Achondroplasia is the most common form of dwarfism. It results from an activating mutation of the gene encoding fibroblast growth factor receptor 3 (FGFR3). This constitutive activation of the receptor disrupts bone formation and elongation by dysregulating numerous intracellular signaling pathways, including the ERK1/2 and p38 kinases, the PI3K/AKT pathway, and the STATs, which govern chondrocyte proliferation and differentiation. FGFR3 also interacts with the Indian hedgehog (Ihh) signaling pathway, which is essential for chondrocyte differentiation and entirely dependent on the primary cilium. The team had previously demonstrated a defect in the elongation of this primary cilium in murine and human chondrocytes carrying the mutation: the regular alignment of primary cilia is responsible for the columnar stacking of chondrocytes within the growth plate, an organization indispensable to bone elongation. Identifying new molecules targeting FGFR3 signaling therefore represents a major therapeutic challenge, and natural plant-derived compounds are prime candidates.

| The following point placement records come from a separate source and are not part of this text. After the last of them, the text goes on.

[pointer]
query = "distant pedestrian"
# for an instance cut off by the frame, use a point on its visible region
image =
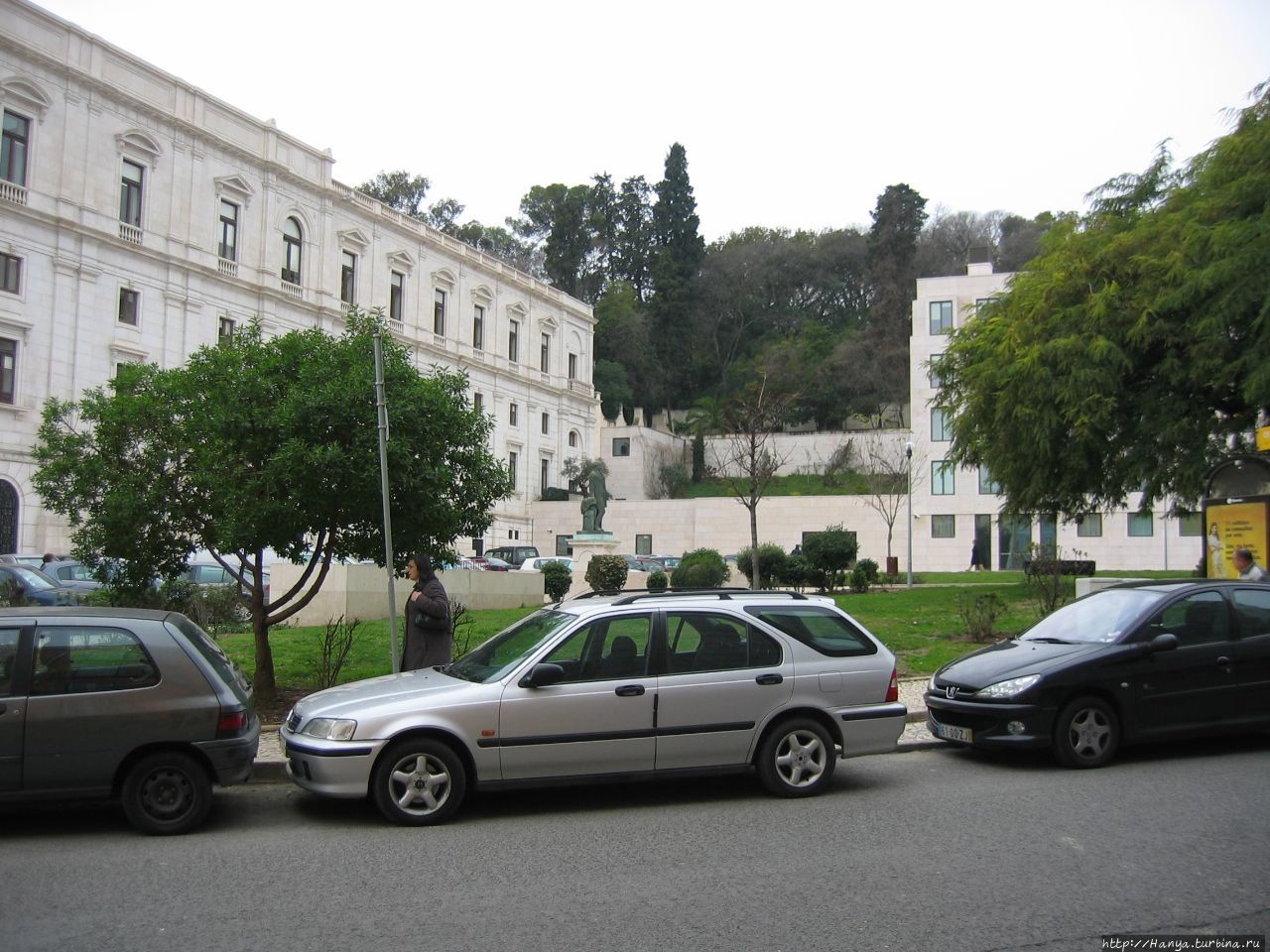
(429, 634)
(1247, 569)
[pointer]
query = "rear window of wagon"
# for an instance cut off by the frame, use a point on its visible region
(821, 629)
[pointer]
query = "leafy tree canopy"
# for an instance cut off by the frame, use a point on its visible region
(1132, 354)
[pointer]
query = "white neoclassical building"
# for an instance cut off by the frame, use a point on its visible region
(141, 218)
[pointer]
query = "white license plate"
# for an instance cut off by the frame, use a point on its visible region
(949, 733)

The researchers focused on a phenolic compound, (-)-epicatechin, isolated from Theobroma cacao, the cocoa tree. They first showed in vitro, in human and murine chondrocytes as well as in HEK293 cells transfected with various mutated FGFR3 constructs, that this molecule efficiently inhibits the signaling pathways downstream of the receptor. Complementary molecular docking and molecular dynamics approaches were used to explore the interaction of (-)-epicatechin with the ERK1, ERK2, and p38 kinases. A transcriptomic analysis conducted in a murine Fgfr3 model revealed that the expression of ciliary messenger RNAs was altered and significantly influenced by the Indian hedgehog and PKA pathways. (-)-Epicatechin proved able to restore the altered expression of genes controlling both the structural organization of the primary cilium and ciliogenesis.
The effects on bone growth were then assessed in the Fgfr3^Y367C/+ murine model of achondroplasia. In ex vivo culture of femurs over six days, (-)-epicatechin abolished the bone growth defect. In vivo, daily subcutaneous injections administered to young mice from the first day of life, over two weeks, increased bone elongation and corrected the primary cilium abnormalities observed in chondrocytes. This correction promoted the columnar organization characteristic of flattened proliferative chondrocytes, thereby improving bone elongation.
This proof-of-concept study supports the potential of (-)-epicatechin as a candidate molecule for the treatment of achondroplasia.